When Modi came to Nepal in May 2018 many of these promises were reiterated. Modi and Oli, it was said, agreed to take “effective measures for the implementation of all the agreements and understandings reached in the past.” They also stressed the effective implementation of the bilateral initiatives in agriculture, railway linkages, and inland waterways development. The trade deficit was talked about, additional air entry routes were promised, along with the steps to enhance the economic and physical connectivity by air, land, and water. Besides, inundation and flood management were key areas in which measures for sustainable solutions were promised. Nepal-India Ramayana Circuit connecting Janakpur, the birthplace of Sita, with Ayodhya and other sites was launched. A direct bus service between Janakpur and Ayodhya was inaugurated by the two PMs. All outstanding issues between the two countries would be addressed by September 2018, we were told.
Yet, the truth of the matter is that many of these promises remain either unrealized or there is very little progress on the ground. Big projects either take ages to take off or they are simply forgotten.
Why does this happen?
Sunil KC, Vice President of Nepal India Chamber of Commerce and Industry (NICCI), outlines some definite reasons. First, he says, the Nepali side often remains unprepared to deal with the Indian side. Our conversation often revolves around roti-beti ties and the exchange of pleasantries. “We don’t do real business-like deals with India. We don’t say, for example, this is the project we can work on together, through this financial modality and within this time frame,” he says. The second reason, KC explains, is that we don’t go to India with a definite agenda. “What is the major agenda of the PM’s visit regarding trade, connectivity and infrastructure?” The visit was announced on short notice. Where is the time for preparation and homework?” This is the reason, KC argues, “we end up receiving whatever India has to offer.”
The third reason, according to KC, is that there is no follow-up on existing projects from both sides. “Nepal-India Inter-Governmental Committee (IGC) meeting has not resumed since it last met in 2018. Such meetings are supposed to take place every six months to review the projects. The Indian side also does not seem to care much about it.”
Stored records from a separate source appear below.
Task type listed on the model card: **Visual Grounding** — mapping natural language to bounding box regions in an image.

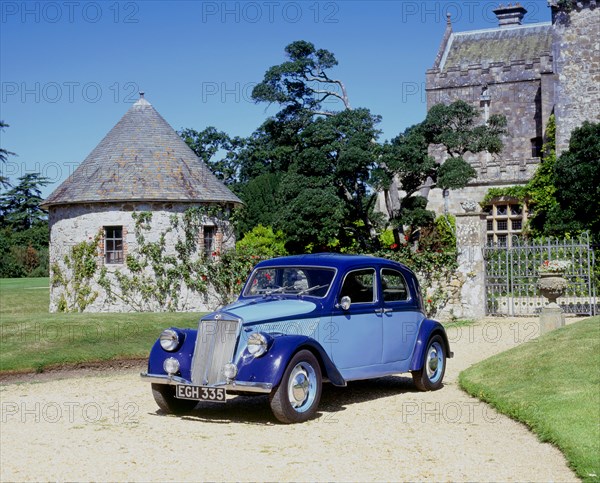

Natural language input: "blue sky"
[1,0,551,197]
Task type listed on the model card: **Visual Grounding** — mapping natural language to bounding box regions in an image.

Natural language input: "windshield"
[243,266,336,298]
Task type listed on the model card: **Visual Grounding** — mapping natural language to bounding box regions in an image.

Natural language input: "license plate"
[175,385,226,403]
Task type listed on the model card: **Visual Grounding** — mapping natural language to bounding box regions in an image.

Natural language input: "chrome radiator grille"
[191,318,241,386]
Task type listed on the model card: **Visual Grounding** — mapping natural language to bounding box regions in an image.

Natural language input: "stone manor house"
[416,0,599,318]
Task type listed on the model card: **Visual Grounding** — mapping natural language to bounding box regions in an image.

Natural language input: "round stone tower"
[42,95,242,312]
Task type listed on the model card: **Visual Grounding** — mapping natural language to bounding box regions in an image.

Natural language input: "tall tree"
[249,40,384,252]
[0,173,50,230]
[544,121,600,240]
[277,108,381,251]
[0,121,16,188]
[375,100,506,243]
[180,126,244,185]
[235,172,283,236]
[252,40,351,117]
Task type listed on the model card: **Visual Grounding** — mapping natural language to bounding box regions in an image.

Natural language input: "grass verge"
[459,316,600,481]
[0,278,205,373]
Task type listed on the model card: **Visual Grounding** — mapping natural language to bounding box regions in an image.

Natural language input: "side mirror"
[338,296,351,311]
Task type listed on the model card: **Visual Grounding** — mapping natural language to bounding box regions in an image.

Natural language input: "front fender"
[147,328,197,381]
[236,335,346,388]
[409,319,453,371]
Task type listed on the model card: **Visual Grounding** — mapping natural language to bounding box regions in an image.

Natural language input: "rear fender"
[409,319,452,371]
[236,335,346,388]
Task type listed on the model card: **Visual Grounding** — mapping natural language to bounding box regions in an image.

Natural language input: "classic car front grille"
[191,318,241,386]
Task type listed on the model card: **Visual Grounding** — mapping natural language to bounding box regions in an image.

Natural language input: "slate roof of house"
[43,96,242,208]
[440,23,552,71]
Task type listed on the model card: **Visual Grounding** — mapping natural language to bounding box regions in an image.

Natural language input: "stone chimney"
[493,3,527,27]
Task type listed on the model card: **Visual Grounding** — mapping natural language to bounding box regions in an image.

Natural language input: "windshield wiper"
[263,286,290,296]
[297,284,328,296]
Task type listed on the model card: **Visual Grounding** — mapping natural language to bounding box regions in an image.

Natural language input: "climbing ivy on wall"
[97,206,238,311]
[51,232,101,312]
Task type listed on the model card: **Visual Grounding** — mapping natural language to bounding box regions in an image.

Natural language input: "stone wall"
[416,212,487,321]
[48,202,235,313]
[419,270,466,322]
[426,56,550,206]
[552,1,600,154]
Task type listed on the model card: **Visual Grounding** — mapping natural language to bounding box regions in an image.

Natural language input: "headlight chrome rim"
[160,328,181,352]
[247,332,269,357]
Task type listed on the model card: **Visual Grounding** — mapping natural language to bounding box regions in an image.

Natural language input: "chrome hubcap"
[287,362,317,412]
[291,371,309,404]
[426,342,444,383]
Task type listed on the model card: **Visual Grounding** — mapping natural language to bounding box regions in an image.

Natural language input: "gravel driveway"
[0,317,578,482]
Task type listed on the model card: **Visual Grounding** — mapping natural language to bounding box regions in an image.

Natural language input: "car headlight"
[223,363,238,380]
[163,357,180,375]
[247,332,269,357]
[160,328,182,352]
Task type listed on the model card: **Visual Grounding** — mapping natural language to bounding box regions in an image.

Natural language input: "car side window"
[381,268,409,302]
[340,268,376,304]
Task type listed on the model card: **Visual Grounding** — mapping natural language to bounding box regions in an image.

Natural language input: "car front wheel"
[152,383,198,414]
[411,334,446,391]
[269,350,322,423]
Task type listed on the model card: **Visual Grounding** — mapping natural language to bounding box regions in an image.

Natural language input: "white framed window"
[485,201,528,247]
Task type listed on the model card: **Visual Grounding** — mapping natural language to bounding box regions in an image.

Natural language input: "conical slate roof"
[43,96,242,208]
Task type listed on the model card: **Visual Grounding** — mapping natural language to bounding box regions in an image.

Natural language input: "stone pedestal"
[540,306,565,334]
[537,272,568,334]
[452,211,487,319]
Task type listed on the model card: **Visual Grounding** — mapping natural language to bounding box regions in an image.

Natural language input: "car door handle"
[375,308,392,314]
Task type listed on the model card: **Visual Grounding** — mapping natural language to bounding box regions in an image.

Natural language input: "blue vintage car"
[141,254,453,423]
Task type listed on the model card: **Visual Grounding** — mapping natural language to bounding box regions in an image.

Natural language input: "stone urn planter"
[537,272,568,307]
[537,260,569,334]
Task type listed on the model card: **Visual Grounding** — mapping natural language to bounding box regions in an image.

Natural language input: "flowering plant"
[538,260,570,273]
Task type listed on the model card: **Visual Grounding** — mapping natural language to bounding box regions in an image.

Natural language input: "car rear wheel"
[269,350,322,423]
[411,335,446,391]
[152,383,198,414]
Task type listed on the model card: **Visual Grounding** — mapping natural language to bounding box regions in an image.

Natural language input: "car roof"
[254,253,413,273]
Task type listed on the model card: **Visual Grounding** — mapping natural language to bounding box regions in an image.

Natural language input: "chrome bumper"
[140,372,273,394]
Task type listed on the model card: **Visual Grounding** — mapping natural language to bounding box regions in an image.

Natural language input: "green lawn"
[460,316,600,481]
[0,278,205,373]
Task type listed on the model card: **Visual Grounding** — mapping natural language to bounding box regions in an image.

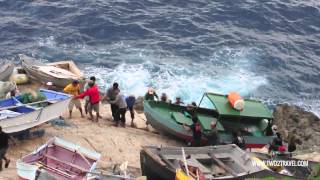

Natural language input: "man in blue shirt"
[126,95,136,127]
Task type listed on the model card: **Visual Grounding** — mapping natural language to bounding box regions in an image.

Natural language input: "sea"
[0,0,319,115]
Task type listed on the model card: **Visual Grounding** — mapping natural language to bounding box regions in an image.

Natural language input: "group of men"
[63,77,136,127]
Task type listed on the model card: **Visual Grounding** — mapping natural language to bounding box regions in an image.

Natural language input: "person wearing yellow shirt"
[63,80,84,119]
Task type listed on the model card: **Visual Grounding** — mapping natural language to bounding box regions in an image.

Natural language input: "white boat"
[19,54,85,88]
[0,89,71,133]
[16,137,101,180]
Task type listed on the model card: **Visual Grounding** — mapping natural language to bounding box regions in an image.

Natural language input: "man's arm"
[63,85,70,93]
[109,95,119,104]
[76,89,90,99]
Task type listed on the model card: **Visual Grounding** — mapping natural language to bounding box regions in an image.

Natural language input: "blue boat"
[0,89,71,133]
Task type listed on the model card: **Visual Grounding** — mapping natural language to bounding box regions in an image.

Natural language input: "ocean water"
[0,0,319,115]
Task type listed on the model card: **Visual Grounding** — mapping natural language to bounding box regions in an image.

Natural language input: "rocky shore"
[0,82,319,179]
[273,104,320,152]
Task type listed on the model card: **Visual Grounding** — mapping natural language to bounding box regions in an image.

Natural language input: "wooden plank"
[38,161,73,178]
[159,153,177,169]
[209,153,238,177]
[143,148,166,167]
[163,154,211,160]
[44,154,88,172]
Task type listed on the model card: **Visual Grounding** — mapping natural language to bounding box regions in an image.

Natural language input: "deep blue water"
[0,0,319,115]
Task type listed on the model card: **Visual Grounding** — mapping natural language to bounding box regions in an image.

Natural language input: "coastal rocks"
[273,104,320,150]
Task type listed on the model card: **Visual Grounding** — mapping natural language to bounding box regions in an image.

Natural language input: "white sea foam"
[84,47,268,104]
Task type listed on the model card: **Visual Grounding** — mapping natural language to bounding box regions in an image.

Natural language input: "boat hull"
[140,146,306,180]
[0,89,71,133]
[17,137,101,180]
[144,100,272,148]
[20,54,85,88]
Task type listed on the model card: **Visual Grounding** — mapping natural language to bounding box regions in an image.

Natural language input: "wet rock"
[273,104,320,151]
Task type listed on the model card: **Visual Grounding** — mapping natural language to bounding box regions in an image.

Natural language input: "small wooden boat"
[140,145,302,180]
[16,137,101,180]
[0,89,71,133]
[19,54,85,88]
[144,92,274,148]
[0,61,14,81]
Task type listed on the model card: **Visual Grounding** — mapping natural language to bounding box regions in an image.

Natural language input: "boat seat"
[197,115,225,131]
[171,112,193,126]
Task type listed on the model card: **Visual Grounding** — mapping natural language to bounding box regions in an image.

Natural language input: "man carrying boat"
[75,80,100,122]
[126,95,136,127]
[0,126,12,171]
[144,87,159,101]
[183,117,202,147]
[84,76,96,114]
[63,80,84,119]
[108,91,127,127]
[104,82,120,121]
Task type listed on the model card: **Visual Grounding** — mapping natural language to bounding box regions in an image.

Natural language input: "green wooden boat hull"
[144,100,274,148]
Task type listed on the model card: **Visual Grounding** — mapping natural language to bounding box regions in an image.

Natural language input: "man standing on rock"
[104,82,120,121]
[0,126,12,171]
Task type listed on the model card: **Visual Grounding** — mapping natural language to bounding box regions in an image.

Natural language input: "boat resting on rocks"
[19,54,85,88]
[140,145,299,180]
[144,92,274,148]
[0,89,71,133]
[16,137,101,180]
[0,61,14,81]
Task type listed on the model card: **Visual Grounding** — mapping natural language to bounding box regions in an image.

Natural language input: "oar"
[181,147,190,176]
[0,98,63,111]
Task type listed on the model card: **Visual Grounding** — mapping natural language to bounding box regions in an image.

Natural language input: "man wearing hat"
[63,80,84,119]
[144,87,159,101]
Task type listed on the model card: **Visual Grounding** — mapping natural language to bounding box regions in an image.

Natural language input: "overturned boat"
[0,61,14,81]
[0,89,71,133]
[20,54,85,88]
[140,145,302,180]
[17,137,101,180]
[144,92,274,148]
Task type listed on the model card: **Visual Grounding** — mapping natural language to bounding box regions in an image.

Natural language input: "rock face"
[273,104,320,150]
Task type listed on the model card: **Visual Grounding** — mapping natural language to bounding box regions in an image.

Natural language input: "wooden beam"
[44,154,88,172]
[209,153,237,177]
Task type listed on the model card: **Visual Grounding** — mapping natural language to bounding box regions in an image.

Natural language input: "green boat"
[144,92,274,148]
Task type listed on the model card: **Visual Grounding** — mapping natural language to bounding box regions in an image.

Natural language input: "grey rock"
[273,104,320,150]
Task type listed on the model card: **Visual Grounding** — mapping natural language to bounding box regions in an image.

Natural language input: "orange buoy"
[227,92,245,111]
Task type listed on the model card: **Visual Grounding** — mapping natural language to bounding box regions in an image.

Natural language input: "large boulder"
[273,104,320,150]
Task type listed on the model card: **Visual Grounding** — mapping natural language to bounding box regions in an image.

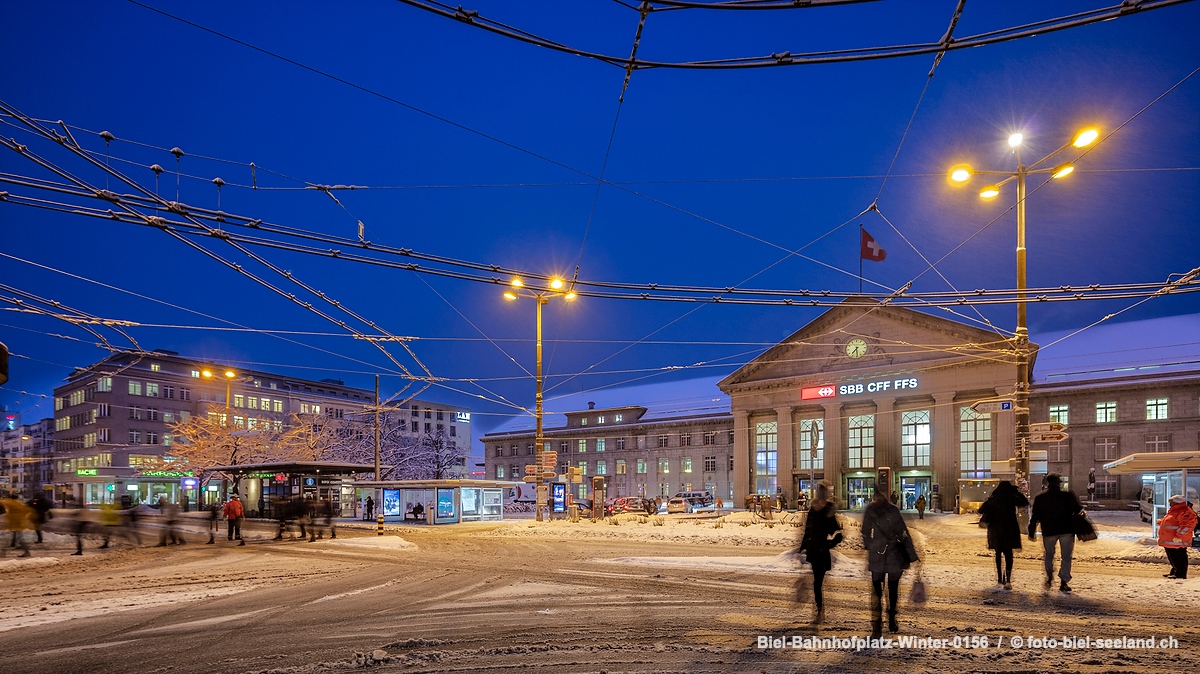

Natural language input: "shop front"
[64,467,197,508]
[210,461,379,519]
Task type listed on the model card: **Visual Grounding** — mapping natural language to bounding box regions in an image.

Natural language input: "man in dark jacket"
[1028,473,1083,593]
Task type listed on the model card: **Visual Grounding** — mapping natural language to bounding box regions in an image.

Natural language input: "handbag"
[793,575,813,604]
[909,571,928,605]
[1073,511,1098,542]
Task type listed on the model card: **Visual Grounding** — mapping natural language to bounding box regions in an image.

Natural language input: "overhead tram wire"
[395,0,1193,70]
[0,103,435,396]
[3,183,1196,307]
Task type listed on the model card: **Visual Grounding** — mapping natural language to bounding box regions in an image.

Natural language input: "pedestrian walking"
[1,496,33,557]
[98,503,122,549]
[862,491,919,638]
[1159,494,1197,579]
[365,495,375,520]
[915,494,926,519]
[979,481,1029,590]
[207,501,220,544]
[156,497,185,546]
[715,496,724,514]
[29,495,52,543]
[224,494,246,545]
[1027,473,1083,593]
[797,481,842,625]
[70,502,92,555]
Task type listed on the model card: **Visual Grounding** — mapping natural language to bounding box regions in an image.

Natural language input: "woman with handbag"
[798,481,842,625]
[979,481,1028,590]
[862,491,919,638]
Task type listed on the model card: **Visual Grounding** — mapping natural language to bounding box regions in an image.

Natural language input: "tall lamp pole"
[202,368,245,508]
[949,127,1099,497]
[504,276,575,522]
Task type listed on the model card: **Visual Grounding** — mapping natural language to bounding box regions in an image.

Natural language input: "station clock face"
[845,338,868,359]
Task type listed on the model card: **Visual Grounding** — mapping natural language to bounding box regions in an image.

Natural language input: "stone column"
[822,402,844,495]
[933,393,957,510]
[775,406,795,504]
[874,397,897,477]
[732,410,750,505]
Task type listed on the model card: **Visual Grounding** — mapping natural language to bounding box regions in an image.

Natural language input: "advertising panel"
[383,488,401,516]
[551,483,566,513]
[436,487,455,519]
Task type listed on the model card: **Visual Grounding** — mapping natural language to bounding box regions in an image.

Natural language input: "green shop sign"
[76,468,98,476]
[139,470,195,478]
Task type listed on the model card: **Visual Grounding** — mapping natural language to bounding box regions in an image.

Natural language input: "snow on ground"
[314,536,416,551]
[0,585,255,633]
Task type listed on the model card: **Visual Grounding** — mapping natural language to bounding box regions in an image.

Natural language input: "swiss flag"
[860,228,887,262]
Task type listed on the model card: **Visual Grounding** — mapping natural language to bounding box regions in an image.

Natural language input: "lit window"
[191,370,200,378]
[247,397,258,410]
[636,459,647,474]
[272,399,282,413]
[658,457,670,473]
[616,459,626,475]
[681,457,693,473]
[578,461,588,477]
[597,460,607,476]
[97,377,112,392]
[900,410,931,467]
[597,415,605,424]
[614,414,623,423]
[1146,398,1168,421]
[959,408,992,479]
[578,439,587,453]
[596,438,606,452]
[1096,402,1117,423]
[128,381,142,396]
[581,417,588,426]
[1048,405,1069,424]
[233,394,244,408]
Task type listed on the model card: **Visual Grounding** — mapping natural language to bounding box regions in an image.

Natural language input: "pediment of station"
[718,300,1014,391]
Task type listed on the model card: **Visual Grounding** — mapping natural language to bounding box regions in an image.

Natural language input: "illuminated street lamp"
[504,276,576,522]
[948,127,1099,496]
[202,368,242,428]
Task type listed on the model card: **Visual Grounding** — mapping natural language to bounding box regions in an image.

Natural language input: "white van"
[673,491,713,506]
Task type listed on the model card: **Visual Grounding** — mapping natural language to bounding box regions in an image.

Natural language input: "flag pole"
[858,224,863,294]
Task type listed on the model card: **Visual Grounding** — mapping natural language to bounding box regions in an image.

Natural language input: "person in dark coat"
[1028,473,1083,593]
[862,491,919,638]
[979,481,1029,590]
[29,495,52,543]
[914,494,927,519]
[798,481,842,624]
[365,496,375,520]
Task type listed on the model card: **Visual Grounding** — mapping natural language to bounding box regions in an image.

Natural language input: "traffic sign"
[1029,432,1069,443]
[524,465,539,475]
[522,476,539,483]
[971,399,1013,414]
[1029,422,1068,433]
[541,451,558,464]
[541,471,557,479]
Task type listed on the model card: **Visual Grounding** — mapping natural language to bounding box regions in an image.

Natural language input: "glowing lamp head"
[550,278,564,290]
[1008,133,1023,148]
[1051,163,1075,179]
[979,185,1001,199]
[503,291,518,301]
[509,277,524,288]
[201,369,213,378]
[564,292,576,301]
[949,166,972,183]
[1072,128,1099,148]
[224,370,236,379]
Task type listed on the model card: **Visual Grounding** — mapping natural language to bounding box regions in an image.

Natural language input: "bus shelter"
[356,479,518,524]
[210,461,380,519]
[1104,451,1200,537]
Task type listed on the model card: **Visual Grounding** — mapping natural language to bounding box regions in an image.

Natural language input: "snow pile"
[0,556,59,572]
[315,535,416,550]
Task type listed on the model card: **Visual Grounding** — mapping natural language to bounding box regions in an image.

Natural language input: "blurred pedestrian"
[365,495,375,520]
[30,494,52,543]
[798,481,842,625]
[224,494,245,545]
[915,494,926,519]
[862,491,918,638]
[1,496,33,557]
[70,502,92,555]
[1159,494,1197,579]
[1028,473,1083,593]
[979,481,1028,590]
[98,502,122,549]
[207,500,220,544]
[156,497,185,546]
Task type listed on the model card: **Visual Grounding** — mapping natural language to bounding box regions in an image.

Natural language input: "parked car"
[666,497,691,514]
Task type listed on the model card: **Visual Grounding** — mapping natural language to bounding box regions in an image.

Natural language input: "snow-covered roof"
[1032,313,1200,386]
[483,375,730,438]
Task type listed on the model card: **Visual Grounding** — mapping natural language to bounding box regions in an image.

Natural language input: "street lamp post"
[949,127,1099,497]
[202,368,246,508]
[504,276,575,522]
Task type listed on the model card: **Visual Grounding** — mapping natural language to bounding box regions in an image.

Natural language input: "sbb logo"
[801,385,837,400]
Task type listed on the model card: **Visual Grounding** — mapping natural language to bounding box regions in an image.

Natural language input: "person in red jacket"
[224,494,246,546]
[1159,494,1197,579]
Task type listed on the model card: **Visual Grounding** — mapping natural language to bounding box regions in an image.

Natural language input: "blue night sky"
[2,1,1198,448]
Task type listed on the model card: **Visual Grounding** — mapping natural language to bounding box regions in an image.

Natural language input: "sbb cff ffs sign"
[802,377,920,400]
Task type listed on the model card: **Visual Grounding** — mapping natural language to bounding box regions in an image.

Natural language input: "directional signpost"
[1029,422,1068,434]
[524,465,539,475]
[1028,432,1070,443]
[971,399,1014,414]
[522,476,539,483]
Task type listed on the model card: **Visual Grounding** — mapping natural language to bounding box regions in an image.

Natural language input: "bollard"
[377,513,384,536]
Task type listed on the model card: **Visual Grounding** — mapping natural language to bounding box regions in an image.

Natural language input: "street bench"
[405,511,425,522]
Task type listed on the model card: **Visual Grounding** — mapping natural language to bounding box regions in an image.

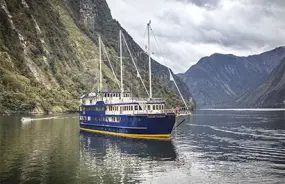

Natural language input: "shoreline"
[0,110,79,116]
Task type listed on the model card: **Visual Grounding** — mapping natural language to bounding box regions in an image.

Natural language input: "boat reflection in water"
[79,131,178,183]
[80,131,177,161]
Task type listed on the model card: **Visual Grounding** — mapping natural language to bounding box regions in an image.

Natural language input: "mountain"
[178,47,285,107]
[0,0,193,114]
[236,58,285,108]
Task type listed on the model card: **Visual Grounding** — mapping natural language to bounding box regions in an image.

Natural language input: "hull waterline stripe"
[80,123,147,129]
[80,128,170,140]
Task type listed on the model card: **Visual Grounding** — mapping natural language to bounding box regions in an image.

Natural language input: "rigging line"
[148,26,170,95]
[143,25,148,50]
[121,32,150,97]
[101,41,120,88]
[172,119,186,131]
[150,26,189,109]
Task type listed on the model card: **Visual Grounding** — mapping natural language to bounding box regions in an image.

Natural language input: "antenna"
[99,35,102,92]
[147,20,152,99]
[120,30,124,99]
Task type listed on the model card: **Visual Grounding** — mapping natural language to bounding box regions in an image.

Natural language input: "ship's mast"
[147,21,152,99]
[99,35,102,92]
[120,30,123,99]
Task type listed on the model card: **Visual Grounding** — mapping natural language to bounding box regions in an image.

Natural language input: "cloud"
[106,0,285,73]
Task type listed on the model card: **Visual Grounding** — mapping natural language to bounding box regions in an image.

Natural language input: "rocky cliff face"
[0,0,193,114]
[179,47,285,107]
[236,58,285,108]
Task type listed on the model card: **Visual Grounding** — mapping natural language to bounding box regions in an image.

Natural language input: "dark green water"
[0,110,285,184]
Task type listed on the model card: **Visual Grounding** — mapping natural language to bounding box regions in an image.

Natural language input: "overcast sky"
[106,0,285,73]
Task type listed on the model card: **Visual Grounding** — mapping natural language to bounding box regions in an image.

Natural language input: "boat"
[79,21,189,140]
[21,117,32,123]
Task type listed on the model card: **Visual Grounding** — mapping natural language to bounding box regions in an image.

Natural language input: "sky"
[106,0,285,73]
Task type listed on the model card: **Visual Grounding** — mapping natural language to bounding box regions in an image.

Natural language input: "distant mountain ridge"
[178,47,285,107]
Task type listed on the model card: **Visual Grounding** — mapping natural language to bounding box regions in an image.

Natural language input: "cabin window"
[131,106,133,111]
[139,105,142,110]
[135,105,138,110]
[147,105,150,110]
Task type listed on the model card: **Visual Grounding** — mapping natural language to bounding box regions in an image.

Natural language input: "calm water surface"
[0,110,285,183]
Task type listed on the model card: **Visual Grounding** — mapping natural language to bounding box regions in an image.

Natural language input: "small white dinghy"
[21,117,33,122]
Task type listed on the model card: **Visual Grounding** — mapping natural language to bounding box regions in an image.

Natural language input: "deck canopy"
[80,90,131,99]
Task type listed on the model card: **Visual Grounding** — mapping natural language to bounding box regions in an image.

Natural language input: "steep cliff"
[236,58,285,108]
[179,47,285,107]
[0,0,193,114]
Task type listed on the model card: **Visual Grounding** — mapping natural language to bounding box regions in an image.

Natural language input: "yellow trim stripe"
[80,128,170,141]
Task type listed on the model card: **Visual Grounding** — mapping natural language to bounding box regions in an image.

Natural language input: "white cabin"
[80,91,167,115]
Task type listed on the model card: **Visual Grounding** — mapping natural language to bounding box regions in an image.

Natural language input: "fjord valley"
[1,1,285,184]
[178,47,285,108]
[0,0,193,114]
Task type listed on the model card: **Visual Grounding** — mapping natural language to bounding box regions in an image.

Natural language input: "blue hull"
[79,113,176,140]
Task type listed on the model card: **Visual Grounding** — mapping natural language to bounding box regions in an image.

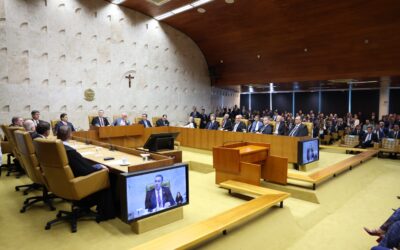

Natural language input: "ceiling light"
[304,48,308,52]
[171,4,193,14]
[197,8,206,13]
[220,60,224,63]
[257,54,261,59]
[191,0,214,7]
[111,0,125,4]
[154,12,174,20]
[225,0,235,3]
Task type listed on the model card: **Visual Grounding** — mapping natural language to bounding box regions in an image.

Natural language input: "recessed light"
[364,39,369,44]
[225,0,234,3]
[304,48,308,52]
[111,0,125,4]
[197,8,206,13]
[257,54,261,59]
[220,60,224,64]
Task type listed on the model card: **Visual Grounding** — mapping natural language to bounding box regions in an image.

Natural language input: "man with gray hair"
[23,120,38,139]
[288,116,309,137]
[113,113,131,126]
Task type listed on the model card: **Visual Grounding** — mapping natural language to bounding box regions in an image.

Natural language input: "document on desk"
[80,151,95,156]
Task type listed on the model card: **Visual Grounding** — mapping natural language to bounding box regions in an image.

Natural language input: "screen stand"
[130,207,183,234]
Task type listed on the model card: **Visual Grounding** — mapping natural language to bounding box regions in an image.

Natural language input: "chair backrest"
[269,121,276,132]
[33,138,78,200]
[146,181,170,192]
[14,131,46,186]
[381,138,399,150]
[242,119,249,127]
[216,117,223,127]
[152,117,162,126]
[88,115,96,127]
[344,135,359,146]
[50,120,59,135]
[1,125,24,160]
[135,117,143,124]
[303,122,313,137]
[194,118,201,129]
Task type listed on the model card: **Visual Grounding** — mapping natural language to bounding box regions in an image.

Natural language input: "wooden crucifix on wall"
[125,74,135,88]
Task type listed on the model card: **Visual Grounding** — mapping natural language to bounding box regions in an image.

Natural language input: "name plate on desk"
[98,125,144,138]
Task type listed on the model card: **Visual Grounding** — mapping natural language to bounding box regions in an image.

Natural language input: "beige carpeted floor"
[0,150,398,250]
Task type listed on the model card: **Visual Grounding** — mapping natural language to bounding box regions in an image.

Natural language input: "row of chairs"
[340,134,399,157]
[0,125,110,232]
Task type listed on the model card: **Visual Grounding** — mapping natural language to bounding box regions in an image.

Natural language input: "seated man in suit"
[221,114,233,131]
[373,124,385,141]
[145,174,175,212]
[199,108,208,129]
[91,110,110,127]
[57,126,115,220]
[232,115,247,132]
[205,113,219,130]
[351,124,365,137]
[139,113,152,128]
[10,116,24,127]
[183,116,196,128]
[388,124,400,139]
[258,117,273,134]
[32,122,51,139]
[249,115,263,133]
[23,120,38,139]
[273,115,285,135]
[55,113,76,135]
[113,113,131,126]
[156,114,169,127]
[31,110,45,127]
[189,106,200,118]
[288,116,309,137]
[358,126,378,148]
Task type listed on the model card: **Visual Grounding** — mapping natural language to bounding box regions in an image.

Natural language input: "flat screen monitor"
[143,132,179,152]
[120,163,189,223]
[298,138,319,165]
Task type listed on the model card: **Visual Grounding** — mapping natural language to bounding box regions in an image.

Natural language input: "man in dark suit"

The fourth reason, says KC, is that we don’t set the target. “We go unplanned. And there is no national political consensus regarding the projects, trade and commerce engagements, and cooperation with India.”
Time for a new story
“Nepal and India are so close to each other in so many ways that we can resolve even the intractable problems including those related to the boundaries. We just need to raise the issues and work on them,” says Nilambar Acharya.
I cannot agree more.
But often, during most such official visits and afterward, the same story is repeated–the promises, assurances, commitments followed by a lack of action or a little action.
That story has to change.
Nepal-India relation is unique and there is no exaggeration about it. People-to-people ties are much stronger than government-to-government relations. It is this bond that prevents the relations from breaking apart even if the mistakes happen at the political level. But this people-to-people relationship alone does not contribute to political relations if genuine concerns of Nepal are not raised on time and addressed on time.
This, sadly, does not become the priority for many Nepali political actors. The visit of Deuba, for example, is seen as his attempt to seek India’s support for his hold in power and for the upcoming elections, as one Indian intellectual recently suggested on Twitter.
Nepali Congress claims they are different from other political parties in that they raise the outstanding issues with India with the right person and at the right place. There can be no better time to walk the talk than now, and, this time in New Delhi.
When PM Deuba returns home he should have something solid to show in matters of resolving outstanding issues with India so that he can proudly announce what he gained for Nepal.